Perhaps that is a little dramatic, but these words tend to convey my emotional reaction when I hear people say that they have optimized a decision. I believe that in the long run, the exclusive pursuit of optimization leads to stagnation, operational inefficiency, and loss of competitiveness. At some point we must balance competing priorities, but we are increasingly prone to optimize without having done the desired engineering first.

The trend is strongly tied to advances in computer models and statistical methods, and these are affecting the manner in which a new generation of practitioners approaches engineering design itself. If differentiating performance is important to your company, this is a trend that may be of concern to you.

Optimization is the process of pushing performance until the risk-weighted cost of failure outweighs the gain. This is true of decisions as diverse as the drawdown used to increase well productivity, the weight on bit we apply to drill faster, or the amount we increase the mud weight to better stabilize the borehole. For example, we know that increasing drawdown increases production, but in formations with low strength there is a level of drawdown that will cause the borehole to collapse. The actions we can take to improve performance are usually known. But to significantly change performance, we must first reengineer the risks that are limiting us from taking those actions.

The growth in statistical engineering methods and the ability to mine massive volumes of data are giving the appearance that statistical design methods themselves will achieve differentiating performance. But differentiating performance can only come from doing the work in a way that is fundamentally different than your competitors. By its nature, optimization is a process in which we seek the best way of doing the work based on the results of historical practices. It cannot yield new practices or designs.

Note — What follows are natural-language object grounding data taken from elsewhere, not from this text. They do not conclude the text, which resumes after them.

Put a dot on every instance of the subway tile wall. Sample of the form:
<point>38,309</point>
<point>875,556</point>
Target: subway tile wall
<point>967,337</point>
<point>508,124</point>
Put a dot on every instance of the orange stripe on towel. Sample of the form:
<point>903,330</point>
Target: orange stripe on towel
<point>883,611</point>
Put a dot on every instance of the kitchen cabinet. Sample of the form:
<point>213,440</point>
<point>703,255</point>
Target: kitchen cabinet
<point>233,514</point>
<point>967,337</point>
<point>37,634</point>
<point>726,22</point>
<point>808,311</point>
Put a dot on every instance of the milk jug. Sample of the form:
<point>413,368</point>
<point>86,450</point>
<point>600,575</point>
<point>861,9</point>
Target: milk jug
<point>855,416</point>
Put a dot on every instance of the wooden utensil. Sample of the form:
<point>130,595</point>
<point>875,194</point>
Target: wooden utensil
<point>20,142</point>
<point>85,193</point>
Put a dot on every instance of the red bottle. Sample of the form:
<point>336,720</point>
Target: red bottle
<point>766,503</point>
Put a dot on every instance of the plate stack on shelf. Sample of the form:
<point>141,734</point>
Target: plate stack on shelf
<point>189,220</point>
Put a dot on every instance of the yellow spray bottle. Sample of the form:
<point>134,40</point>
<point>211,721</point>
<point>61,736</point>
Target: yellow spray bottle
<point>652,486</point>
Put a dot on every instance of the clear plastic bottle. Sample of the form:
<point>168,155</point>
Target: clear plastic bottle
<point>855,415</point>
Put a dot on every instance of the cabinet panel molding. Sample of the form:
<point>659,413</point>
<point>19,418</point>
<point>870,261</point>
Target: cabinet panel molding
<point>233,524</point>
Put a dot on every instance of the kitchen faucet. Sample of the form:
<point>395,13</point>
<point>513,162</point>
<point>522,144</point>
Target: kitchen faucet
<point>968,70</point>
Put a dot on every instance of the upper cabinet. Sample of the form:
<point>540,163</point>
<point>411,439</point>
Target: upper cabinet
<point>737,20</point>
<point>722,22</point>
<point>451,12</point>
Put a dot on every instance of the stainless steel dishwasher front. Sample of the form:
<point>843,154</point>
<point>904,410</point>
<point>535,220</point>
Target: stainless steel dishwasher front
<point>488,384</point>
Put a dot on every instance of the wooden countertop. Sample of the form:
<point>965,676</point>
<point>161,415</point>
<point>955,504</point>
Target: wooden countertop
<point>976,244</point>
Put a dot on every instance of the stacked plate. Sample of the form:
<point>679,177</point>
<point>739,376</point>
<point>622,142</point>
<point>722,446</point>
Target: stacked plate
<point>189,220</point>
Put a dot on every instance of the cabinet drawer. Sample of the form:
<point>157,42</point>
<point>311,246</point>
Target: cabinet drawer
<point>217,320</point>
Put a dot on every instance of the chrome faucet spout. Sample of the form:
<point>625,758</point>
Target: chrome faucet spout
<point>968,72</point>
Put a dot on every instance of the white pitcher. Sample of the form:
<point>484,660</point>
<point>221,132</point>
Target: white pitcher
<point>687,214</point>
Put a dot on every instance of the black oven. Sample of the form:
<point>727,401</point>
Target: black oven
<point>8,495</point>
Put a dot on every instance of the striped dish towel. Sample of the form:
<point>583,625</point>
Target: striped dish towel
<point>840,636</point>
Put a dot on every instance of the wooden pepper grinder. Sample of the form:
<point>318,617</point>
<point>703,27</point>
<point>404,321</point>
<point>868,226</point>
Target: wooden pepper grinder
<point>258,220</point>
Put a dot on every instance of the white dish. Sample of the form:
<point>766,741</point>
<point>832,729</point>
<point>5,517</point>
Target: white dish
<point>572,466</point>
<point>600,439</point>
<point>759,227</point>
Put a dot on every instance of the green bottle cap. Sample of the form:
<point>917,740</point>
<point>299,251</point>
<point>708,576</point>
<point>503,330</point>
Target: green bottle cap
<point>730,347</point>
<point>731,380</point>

In the example above, companies that have developed new deterministic methods for calculating wellbore collapse and drawdown limits have doubled well productivity relative to optimized limits based on field experience. New practices that have eliminated the risk of differential sticking have enabled fluid density to be maximized so there is no compromise between wellbore stability risks and stuckpipe risks. Drill rates have been increased three to four times above the historical optimum by redesigning the risks that limited weight on bit. In contrast, companies that optimize based on historical practices are designing to avoid the historical causes of failure and not to fundamentally change performance.

Differentiating performance starts by first developing a deterministic understanding of the physics of your limiter and then developing new practices based on that understanding. This makes sense, and most of us would assume that people naturally do this. But is it really what your organization does? There are some questions you can ask that might raise a red flag. Is historical experience used to show that one solution is better than another without a deterministic explanation of why it works better? Can the designer tell you the risks that limit performance and what they have done to change these limiters? Are your project discussions about avoiding failure or performance limiters? When a change in practices is recommended to address a risk, does management reward the initiator or prefer the optimized solution based on past experience? Do you ask, “What is most likely to succeed?” before you ask, “How can we change what is most likely to succeed?”

Statistics and optimization should be used to address uncertainty, but not until the risks that limit performance have been redesigned to expand the safe operating space for increased performance.